O assassinato de Celso Daniel virou um crime político, um Crime de Encomenda.  

Talvez um dia o ex-ministro de Lula da Silva conte as razões que o levaram a, finalmente, admitir publicamente, num documentário histórico, que Celso Daniel integrava o esquema de arrecadação paralela.  

CAIXAS E CAIXAS  

Gilberto Carvalho não entrou em detalhes sobre os desdobramentos do Caixa Dois, se geraram ou não Caixa Três, quando parte dos recursos financeiros arrecadados no setor de transporte teriam sido desviados a terceiros.  Possivelmente os episódios que restam do documentário tratem disso, mas será dispensável à luz da exatidão.

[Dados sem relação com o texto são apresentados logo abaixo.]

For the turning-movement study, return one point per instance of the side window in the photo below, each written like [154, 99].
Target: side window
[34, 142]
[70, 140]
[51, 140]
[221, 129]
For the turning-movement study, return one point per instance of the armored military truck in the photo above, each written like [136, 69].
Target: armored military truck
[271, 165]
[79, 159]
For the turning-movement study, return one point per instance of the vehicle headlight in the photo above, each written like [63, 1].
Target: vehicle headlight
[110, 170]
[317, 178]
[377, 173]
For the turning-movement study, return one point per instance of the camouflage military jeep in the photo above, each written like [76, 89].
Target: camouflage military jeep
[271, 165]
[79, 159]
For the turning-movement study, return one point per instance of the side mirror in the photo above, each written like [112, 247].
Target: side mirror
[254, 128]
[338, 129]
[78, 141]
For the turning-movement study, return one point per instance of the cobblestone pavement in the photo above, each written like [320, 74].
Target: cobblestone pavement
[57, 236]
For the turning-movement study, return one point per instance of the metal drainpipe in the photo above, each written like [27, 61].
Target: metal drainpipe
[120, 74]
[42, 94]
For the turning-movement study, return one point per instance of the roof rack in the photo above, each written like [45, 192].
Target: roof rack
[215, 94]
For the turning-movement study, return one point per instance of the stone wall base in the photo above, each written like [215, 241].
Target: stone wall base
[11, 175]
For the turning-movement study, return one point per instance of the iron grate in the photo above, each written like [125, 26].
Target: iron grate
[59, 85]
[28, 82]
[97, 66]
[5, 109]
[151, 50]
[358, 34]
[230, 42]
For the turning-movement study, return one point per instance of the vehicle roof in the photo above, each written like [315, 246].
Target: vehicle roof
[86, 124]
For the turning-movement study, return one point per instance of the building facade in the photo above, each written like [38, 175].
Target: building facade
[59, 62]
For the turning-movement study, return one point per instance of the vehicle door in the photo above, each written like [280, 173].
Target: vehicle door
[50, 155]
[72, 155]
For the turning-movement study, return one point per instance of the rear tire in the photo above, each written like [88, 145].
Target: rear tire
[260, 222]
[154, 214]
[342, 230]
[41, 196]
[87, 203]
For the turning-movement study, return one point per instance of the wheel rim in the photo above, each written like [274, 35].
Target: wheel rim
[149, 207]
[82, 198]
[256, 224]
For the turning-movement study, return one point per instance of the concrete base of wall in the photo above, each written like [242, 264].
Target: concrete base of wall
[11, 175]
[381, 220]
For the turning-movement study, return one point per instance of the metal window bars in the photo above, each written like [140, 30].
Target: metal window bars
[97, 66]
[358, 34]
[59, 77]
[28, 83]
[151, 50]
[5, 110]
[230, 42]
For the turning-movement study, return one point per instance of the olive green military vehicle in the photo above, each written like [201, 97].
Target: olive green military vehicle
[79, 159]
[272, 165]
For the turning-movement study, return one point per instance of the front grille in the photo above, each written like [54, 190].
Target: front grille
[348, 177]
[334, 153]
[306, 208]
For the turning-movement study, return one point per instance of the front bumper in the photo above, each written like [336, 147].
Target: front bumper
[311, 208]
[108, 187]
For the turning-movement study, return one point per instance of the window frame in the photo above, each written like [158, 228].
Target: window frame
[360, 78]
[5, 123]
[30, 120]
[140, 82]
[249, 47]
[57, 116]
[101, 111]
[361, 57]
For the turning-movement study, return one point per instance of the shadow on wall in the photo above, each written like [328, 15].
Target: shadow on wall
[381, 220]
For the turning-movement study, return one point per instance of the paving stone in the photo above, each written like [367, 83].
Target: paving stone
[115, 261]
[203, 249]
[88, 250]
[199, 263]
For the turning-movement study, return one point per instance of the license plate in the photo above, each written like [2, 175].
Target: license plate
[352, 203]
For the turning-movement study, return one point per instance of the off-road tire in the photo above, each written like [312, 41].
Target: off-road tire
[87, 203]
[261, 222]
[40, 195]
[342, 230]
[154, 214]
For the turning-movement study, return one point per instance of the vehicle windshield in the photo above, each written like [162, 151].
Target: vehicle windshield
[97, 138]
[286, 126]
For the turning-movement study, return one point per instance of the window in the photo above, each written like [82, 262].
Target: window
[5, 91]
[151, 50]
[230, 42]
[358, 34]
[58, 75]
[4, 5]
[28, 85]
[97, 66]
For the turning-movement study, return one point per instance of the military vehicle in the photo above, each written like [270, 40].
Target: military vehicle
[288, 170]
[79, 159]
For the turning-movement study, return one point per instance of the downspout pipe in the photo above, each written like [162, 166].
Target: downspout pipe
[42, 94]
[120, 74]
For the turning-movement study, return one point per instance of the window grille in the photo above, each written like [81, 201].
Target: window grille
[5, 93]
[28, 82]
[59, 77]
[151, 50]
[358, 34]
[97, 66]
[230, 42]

Na maioria dos casos de Caixa Dois, não faltam filhotes de Caixa Três, entre tantos caixas. Intermediários de intermediários também fazem parte da massa bruta da política nacional.  

Da mesma forma que Gilberto Carvalho marcou um gol de placa ao abrir o coração e dizer em 2002 aos irmãos João Francisco e Bruno Daniel que não existe fórmula milagrosa de campanha eleitoral que substitua a energia gerada por recursos financeiros, seria ridículo afirmar que o PT inaugurou o placar de paralelismos em Santo André.  

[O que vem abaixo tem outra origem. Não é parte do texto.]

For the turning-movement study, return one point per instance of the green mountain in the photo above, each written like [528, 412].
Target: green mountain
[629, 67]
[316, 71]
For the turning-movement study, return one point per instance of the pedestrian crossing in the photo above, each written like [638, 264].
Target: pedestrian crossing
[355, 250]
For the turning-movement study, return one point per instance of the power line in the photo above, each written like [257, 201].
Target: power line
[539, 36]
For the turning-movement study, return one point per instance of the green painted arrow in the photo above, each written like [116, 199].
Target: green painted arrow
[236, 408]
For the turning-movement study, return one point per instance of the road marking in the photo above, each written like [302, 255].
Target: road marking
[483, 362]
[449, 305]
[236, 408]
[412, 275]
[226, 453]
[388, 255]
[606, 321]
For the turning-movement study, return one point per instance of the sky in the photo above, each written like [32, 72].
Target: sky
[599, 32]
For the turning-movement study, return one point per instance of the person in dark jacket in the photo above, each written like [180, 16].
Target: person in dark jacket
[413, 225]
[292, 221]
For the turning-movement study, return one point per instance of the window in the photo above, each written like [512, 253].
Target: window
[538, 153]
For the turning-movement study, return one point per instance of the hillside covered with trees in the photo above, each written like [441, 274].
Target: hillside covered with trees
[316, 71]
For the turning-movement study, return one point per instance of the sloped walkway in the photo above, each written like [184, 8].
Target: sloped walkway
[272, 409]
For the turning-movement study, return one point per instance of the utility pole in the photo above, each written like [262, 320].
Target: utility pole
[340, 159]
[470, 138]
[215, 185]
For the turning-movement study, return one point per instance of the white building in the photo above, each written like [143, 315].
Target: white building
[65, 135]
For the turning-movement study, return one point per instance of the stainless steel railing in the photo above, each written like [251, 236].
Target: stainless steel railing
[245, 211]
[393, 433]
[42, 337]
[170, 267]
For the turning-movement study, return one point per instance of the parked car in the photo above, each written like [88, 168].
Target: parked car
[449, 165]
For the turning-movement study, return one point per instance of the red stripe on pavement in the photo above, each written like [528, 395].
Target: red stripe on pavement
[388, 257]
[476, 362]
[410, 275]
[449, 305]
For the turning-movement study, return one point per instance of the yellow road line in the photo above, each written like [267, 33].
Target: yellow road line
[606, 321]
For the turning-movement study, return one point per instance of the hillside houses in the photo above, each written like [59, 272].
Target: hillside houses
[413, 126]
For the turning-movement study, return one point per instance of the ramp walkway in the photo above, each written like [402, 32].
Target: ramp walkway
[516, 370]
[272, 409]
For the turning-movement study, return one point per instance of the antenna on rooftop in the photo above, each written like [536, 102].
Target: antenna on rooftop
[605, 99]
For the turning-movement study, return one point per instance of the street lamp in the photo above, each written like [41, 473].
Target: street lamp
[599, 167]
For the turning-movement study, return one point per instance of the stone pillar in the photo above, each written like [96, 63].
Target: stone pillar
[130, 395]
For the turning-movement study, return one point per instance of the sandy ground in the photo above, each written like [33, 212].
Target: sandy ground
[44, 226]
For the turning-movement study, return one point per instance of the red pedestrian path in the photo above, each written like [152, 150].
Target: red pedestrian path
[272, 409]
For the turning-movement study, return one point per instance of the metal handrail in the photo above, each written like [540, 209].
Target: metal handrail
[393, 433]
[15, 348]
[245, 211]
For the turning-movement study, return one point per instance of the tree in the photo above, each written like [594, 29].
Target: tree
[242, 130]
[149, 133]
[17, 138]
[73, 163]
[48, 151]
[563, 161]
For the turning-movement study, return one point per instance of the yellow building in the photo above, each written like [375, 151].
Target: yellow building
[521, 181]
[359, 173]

Não há santidades no mercado de transporte coletivo desde que inventaram algo que possa ser chamado de veículo automotor. Possivelmente até nos tempos das charretes imperava a intermediação.  

FORÇA ORGANIZACIONAL  

A diferença no caso de Santo André e da maioria dos municípios é que o que os demais partidos políticos faziam individualmente em cada endereço, o PT passou a fazer de forma sistêmica, organizada. Desde a redemocratização do País, o PT é a única agremiação com valores organizacionais interdependentes. Uma imensa rede com tentáculos matriciais. Como os grandes partidos do Primeiro Mundo.  

Pois foi pensando nessa engrenagem que lubrificava o sonho de chegar à presidência da República que o Partido dos Trabalhadores de Gilberto Carvalho resistiu bravamente às estocadas do Ministério Público ao fechar o cofre dos segredos de Santo André à invasão investigativa.  

O PT entregou Sérgio Gomes da Silva como recompensa à tese de Crime de Encomenda no contragolpe dos tucanos à realidade desumana do Crime Comum de uma Grande São Paulo enlouquecedoramente dominada por sequestradores naquele começo de novo século. 

Nesta segunda-feira trato de mais aspectos do terceiro e do quarto episódio da Globoplay. Como era esperado, o então senador Eduardo Suplicy foi mais uma vez desmascarado como versão dramática do pitoresco “Beijoqueiro”, personagem do folclore nacional que fazia o possível e o impossível para aparecer na fita de grandes celebridades. Suplicy preferiu o cadáver de Celso Daniel e a desgraça de Sérgio Gomes da Silva para se promover. E se deu mal.